2nd node brings down first node for connections

Hi,

I have a 2 node cluster running this version: mysql Ver 8.0.27-18.1 for Linux on x86_64 (Percona XtraDB Cluster (GPL), Release rel18, Revision ac35177, WSREP version 26.4.3) on ubuntu 20.04.

My app is at the moment my app is directly connecting to node 1 instead of a load balancer, for reasons i can’t say.
But sometimes the 2nd node crashes for some reason i can’t find and that makes it impossible for connections to happen to node 1. My app is simply crashing because it can’t connect to the MySQL.

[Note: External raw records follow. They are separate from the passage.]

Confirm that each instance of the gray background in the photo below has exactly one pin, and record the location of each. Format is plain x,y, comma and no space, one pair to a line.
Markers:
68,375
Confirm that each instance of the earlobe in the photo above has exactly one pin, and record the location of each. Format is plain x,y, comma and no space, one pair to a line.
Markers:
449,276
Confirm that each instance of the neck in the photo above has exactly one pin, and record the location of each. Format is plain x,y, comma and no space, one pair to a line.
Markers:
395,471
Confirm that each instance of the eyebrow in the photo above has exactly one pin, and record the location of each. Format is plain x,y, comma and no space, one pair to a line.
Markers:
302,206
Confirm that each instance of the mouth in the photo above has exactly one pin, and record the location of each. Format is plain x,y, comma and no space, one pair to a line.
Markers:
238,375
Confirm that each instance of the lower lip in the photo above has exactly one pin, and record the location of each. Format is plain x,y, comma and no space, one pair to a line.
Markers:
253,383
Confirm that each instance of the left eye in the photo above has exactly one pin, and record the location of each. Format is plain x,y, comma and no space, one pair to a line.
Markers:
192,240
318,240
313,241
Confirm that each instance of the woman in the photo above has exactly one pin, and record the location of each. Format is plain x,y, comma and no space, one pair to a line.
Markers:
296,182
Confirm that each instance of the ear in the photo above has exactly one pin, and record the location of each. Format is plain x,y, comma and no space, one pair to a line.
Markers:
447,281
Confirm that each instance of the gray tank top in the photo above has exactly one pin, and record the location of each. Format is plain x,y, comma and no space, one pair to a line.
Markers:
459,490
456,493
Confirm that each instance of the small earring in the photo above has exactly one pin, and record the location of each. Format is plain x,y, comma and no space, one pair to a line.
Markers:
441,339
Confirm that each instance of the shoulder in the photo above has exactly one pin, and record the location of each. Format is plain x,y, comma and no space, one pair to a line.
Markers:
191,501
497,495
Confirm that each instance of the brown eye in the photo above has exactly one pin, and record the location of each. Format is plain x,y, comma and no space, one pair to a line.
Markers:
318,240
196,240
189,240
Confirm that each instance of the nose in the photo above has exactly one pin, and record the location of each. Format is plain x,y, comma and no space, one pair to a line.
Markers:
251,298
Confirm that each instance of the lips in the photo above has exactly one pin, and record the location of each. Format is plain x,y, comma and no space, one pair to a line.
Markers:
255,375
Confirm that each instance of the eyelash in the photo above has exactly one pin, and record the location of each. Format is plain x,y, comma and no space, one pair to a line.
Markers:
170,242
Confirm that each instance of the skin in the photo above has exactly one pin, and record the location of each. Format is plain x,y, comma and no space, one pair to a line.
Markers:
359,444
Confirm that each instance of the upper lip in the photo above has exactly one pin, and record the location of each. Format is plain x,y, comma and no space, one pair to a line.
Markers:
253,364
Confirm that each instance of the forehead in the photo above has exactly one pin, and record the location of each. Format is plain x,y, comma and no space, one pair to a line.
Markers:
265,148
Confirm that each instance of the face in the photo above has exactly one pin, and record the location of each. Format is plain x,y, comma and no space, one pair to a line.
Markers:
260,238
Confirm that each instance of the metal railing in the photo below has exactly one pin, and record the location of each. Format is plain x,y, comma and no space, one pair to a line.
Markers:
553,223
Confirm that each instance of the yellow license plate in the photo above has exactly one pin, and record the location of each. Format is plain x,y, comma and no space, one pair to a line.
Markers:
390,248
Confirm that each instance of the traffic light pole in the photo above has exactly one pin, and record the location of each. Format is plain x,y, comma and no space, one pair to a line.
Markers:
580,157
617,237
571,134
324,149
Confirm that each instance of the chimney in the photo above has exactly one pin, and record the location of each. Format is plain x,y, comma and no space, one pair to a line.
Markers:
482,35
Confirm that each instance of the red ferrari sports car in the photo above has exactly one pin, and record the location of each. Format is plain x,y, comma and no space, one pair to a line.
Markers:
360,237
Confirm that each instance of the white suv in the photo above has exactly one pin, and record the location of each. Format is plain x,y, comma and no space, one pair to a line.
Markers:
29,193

I can’t find any reason in the log for why this is happening.

2 Likes

Hi Simon,

if you are using PXC, you should have 3 nodes minimum because of “the primary component” as explained here The Primary Component in Galera Cluster | Galera Cluster for MySQL

You should either add a 3rd node or add an arbitrator: Setting up Galera Arbitrator - Percona XtraDB Cluster

Regards

2 Likes

Hi @Simon_Karberg , welcome to the Percona forums!

As Carlos mentioned, 3 nodes is recommended for production usage, however PXC can be used with 2 and even just 1 node, you just don’t gain any high availability guarantees with less than 3 nodes.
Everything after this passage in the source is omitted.